Procrastination Man strikes again!
Isn't Yahoo pretty much in the process of outsourcing their search to MS?
One that hath name thou can not otter
When I'm searching for pregnant-futanari-on-hermaphrodite-furry, I really mean pregnant-futanari-on-hermaphrodite-furry.
"e.g. a women searching for "wagner" probably wants the 18th-century German composer"
A -- women -- ???
I see a FLOOD of this, women used where woman should be used and woman where women should be used.
Wow......
A quick way to lose market share by annoying searchers who get misidentified.
The term "wagner" may indeed be looking for:
Richard Wagner - 19th Century composer
William Wagner - some sort of rounders player, I believe....
Wagner Spraytech - coating applicators
Wagner College - an educational institution
Wagner - a 1983 fillum
Robert Wagner - an actor
Lindsay Wagner - an actress
Connell Wagner - a civil engineering consultancy
anyhow, my point is that these came up on the first page of a Google search. If I were misdirected, I wouldn't be very impressed...
I don't disagree with the general principle, but I have to wonder if 7 percent is worth the time, effort, and privacy issues involved. Also, note that the 7% is of a specific 30% subset; the actual value for all queries is 1.5%. I then have to ask how many of those 'upgraded' top-ranked results were already near the top (i.e. in the top 10/first page of results). I feel that the whole idea is getting less fruitful by the second... - S
I'm not paranoid!
Came in here just to say that... Come on, people... just sound it out! I don't know anyone who pronounces those two words the same way.
They must have my demographic setting wrong. Half my searches for naked women come back with women's undergarment stores.
Joking aside, when you've got multiple people of different genders (such as in your average multifamily dwelling) using the same computer, such demographic results won't work too well. I wonder if this might explain, in part, why my search results really are less pertinent when I'm not signed into my gmail account.
~/ssh slashdot.org ssh: connect to host slashdot.org port 22: too many beers
If you're searching for something where this would help - like home depot products and you fit the demographic you are in then great - add a button that keeps you in your area and helps you avoid german composers.
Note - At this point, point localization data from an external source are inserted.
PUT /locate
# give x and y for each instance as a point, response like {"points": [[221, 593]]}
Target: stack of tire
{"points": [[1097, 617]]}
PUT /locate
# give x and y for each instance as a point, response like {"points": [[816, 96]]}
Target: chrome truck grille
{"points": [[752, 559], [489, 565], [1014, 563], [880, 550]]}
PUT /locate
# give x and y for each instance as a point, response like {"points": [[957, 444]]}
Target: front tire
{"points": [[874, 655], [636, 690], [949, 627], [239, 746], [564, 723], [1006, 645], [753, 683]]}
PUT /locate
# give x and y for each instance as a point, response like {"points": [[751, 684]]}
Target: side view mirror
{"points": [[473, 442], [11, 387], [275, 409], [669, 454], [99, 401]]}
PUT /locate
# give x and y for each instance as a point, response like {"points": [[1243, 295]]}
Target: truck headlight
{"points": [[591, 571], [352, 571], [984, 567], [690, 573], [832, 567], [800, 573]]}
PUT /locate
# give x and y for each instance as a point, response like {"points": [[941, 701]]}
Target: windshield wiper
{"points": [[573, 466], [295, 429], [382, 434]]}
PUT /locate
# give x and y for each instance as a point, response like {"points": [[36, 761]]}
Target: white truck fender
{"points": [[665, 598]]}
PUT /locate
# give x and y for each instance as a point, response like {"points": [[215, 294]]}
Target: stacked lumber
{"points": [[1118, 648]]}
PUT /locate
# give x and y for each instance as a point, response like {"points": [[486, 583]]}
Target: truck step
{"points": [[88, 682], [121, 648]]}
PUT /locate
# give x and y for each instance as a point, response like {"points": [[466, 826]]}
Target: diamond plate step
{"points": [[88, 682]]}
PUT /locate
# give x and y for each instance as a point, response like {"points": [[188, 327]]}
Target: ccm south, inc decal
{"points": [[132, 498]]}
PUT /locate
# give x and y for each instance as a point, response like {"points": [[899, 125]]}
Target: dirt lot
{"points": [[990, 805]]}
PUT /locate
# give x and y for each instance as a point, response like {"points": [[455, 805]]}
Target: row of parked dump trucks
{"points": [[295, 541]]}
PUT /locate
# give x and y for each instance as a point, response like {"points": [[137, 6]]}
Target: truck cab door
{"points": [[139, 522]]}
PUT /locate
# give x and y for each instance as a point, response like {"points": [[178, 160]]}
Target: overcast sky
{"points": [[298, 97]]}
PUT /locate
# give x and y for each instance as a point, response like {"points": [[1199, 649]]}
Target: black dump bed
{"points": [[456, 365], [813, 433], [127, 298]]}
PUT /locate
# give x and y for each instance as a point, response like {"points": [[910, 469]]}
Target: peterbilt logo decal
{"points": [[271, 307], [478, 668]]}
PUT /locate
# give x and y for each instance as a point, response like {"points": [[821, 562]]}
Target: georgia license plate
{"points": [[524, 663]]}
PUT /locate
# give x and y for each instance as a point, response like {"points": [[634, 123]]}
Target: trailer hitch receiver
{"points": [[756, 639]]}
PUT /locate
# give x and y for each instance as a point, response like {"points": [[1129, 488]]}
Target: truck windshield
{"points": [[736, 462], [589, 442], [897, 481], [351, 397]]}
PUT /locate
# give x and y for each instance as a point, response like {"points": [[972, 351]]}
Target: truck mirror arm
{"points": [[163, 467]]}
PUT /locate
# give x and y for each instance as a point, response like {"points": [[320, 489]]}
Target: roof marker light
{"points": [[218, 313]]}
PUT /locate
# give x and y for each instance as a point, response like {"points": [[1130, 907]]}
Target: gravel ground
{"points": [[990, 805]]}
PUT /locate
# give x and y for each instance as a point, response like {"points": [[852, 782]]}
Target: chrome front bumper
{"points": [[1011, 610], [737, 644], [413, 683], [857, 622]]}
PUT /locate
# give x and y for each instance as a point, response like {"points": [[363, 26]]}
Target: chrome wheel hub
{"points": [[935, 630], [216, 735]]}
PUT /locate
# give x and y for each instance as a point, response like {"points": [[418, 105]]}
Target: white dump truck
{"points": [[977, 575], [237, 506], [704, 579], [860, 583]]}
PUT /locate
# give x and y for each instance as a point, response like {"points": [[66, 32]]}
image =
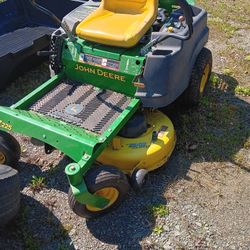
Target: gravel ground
{"points": [[199, 200]]}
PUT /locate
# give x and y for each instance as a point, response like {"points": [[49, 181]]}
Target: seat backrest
{"points": [[127, 6]]}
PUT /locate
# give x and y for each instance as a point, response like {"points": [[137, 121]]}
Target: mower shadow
{"points": [[218, 129]]}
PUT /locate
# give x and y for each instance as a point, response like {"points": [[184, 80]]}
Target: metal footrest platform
{"points": [[82, 105]]}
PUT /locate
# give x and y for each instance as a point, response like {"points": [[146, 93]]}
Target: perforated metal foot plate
{"points": [[82, 105]]}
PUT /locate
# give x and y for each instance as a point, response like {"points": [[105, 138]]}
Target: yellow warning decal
{"points": [[5, 125]]}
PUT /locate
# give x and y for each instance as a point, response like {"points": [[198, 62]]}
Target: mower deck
{"points": [[82, 105]]}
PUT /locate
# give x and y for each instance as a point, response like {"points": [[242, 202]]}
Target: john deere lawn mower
{"points": [[114, 64], [23, 31]]}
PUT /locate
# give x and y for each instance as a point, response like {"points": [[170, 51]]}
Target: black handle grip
{"points": [[188, 13]]}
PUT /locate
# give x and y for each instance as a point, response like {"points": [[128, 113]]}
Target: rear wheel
{"points": [[9, 194], [199, 78], [10, 150], [105, 181]]}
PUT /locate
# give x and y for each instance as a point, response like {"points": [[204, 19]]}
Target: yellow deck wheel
{"points": [[10, 150], [106, 181]]}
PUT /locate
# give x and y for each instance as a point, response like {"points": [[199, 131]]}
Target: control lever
{"points": [[45, 53]]}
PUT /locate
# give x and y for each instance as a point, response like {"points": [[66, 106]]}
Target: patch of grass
{"points": [[244, 91], [214, 80], [24, 232], [159, 210], [29, 242], [62, 231], [37, 183], [228, 72]]}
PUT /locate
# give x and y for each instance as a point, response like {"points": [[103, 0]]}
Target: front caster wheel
{"points": [[106, 181], [10, 150], [9, 194], [138, 179]]}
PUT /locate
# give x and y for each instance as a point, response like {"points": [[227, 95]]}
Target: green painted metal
{"points": [[168, 4], [120, 80]]}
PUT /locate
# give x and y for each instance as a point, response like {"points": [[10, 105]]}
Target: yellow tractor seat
{"points": [[120, 23]]}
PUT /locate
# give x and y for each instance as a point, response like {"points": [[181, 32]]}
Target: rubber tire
{"points": [[9, 194], [138, 179], [10, 147], [97, 178], [192, 95]]}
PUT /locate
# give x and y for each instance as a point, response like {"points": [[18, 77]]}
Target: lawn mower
{"points": [[114, 64], [23, 31]]}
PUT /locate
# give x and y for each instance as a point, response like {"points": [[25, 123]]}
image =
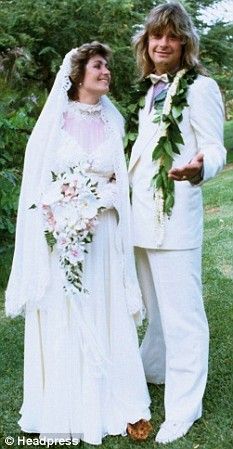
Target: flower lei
{"points": [[168, 138]]}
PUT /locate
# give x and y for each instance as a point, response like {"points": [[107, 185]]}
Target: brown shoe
{"points": [[140, 430]]}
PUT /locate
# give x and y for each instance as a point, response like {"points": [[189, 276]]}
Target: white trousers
{"points": [[175, 347]]}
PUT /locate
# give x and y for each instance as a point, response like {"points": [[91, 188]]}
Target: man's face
{"points": [[165, 50]]}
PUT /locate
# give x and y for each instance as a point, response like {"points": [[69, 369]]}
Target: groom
{"points": [[167, 236]]}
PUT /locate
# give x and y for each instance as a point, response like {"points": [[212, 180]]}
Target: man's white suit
{"points": [[175, 347]]}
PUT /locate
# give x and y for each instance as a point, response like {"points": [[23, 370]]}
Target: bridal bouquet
{"points": [[70, 208]]}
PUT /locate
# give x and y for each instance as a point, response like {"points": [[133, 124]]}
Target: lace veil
{"points": [[30, 273]]}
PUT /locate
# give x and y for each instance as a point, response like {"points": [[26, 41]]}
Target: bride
{"points": [[76, 284]]}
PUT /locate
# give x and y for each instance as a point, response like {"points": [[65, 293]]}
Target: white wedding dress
{"points": [[83, 375]]}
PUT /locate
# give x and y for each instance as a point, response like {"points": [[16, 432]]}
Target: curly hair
{"points": [[79, 61], [171, 16]]}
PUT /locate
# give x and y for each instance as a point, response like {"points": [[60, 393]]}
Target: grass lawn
{"points": [[213, 430]]}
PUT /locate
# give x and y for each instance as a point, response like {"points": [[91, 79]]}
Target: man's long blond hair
{"points": [[174, 17]]}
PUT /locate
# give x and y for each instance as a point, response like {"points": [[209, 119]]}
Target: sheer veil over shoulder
{"points": [[30, 273]]}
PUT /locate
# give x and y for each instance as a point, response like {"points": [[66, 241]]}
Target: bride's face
{"points": [[97, 76]]}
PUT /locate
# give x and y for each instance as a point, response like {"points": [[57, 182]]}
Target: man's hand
{"points": [[189, 171]]}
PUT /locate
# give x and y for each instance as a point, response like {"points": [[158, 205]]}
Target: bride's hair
{"points": [[79, 61]]}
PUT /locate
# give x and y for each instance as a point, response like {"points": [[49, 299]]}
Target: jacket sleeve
{"points": [[207, 120]]}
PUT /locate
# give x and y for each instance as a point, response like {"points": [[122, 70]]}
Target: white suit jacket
{"points": [[202, 130]]}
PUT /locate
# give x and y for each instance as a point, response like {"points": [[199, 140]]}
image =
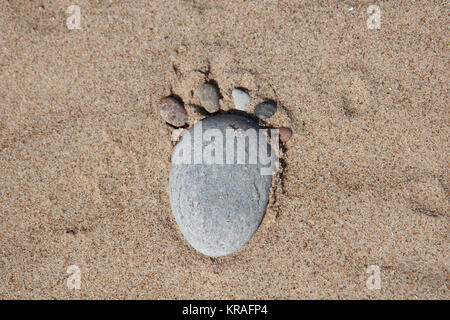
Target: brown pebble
{"points": [[173, 112], [285, 134]]}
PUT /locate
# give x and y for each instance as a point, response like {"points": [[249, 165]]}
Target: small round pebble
{"points": [[265, 109], [173, 112], [285, 134], [209, 97], [241, 99]]}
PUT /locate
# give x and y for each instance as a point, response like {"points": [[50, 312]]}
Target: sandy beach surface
{"points": [[85, 156]]}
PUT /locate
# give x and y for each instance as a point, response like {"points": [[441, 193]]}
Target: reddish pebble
{"points": [[285, 134], [173, 112]]}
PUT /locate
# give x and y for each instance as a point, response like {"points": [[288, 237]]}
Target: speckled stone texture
{"points": [[218, 207]]}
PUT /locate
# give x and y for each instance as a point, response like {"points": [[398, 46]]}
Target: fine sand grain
{"points": [[85, 156]]}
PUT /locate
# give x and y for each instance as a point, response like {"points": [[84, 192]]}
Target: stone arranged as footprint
{"points": [[221, 172]]}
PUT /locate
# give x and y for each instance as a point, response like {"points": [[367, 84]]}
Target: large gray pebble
{"points": [[218, 207], [209, 97]]}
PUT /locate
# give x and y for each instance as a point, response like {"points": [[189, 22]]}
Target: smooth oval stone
{"points": [[240, 98], [209, 97], [265, 109], [218, 207]]}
To me though, this would be very restricting if I'm truly trying to look up something I (and therefore maybe my demographic) knows just a little about. Steering me back to results that I already know about would get to be very annoying when what I am looking for isn't usually searched by my demographic.
... not!
When I was living in France for a while (job related), I was quite annoyed by all those websites that assumed that because my computer's IP was in France I wanted to see the site in French, even if the site was a .com and I explicitly tried to click the "English" link. (My French is good enough to buy some baguettes with rillettes, but not for reading technical articles.)
This goes into the same direction: It works in many cases but when it doesn't, it will piss off the user.
... this idea smacks of a tool that's trying to be *too* helpful, and ends up getting in the way. Kinda like the old microsoft paperclip. I went and turned off this function in google accounts when I realized that my search results were being shaped based on my history, since that partially defeats my expectations of how a search engine behaves, and degrades the utility, insofar as the utility (to me the user) is based on receiving an unbiased sampling of the matches. I'm also troubled by this trend in the way that google delivers their news offerings, it seems that the logical progression of this is that we will mostly only be exposed to material that fit our highly individualized pre-existing reality bubbles.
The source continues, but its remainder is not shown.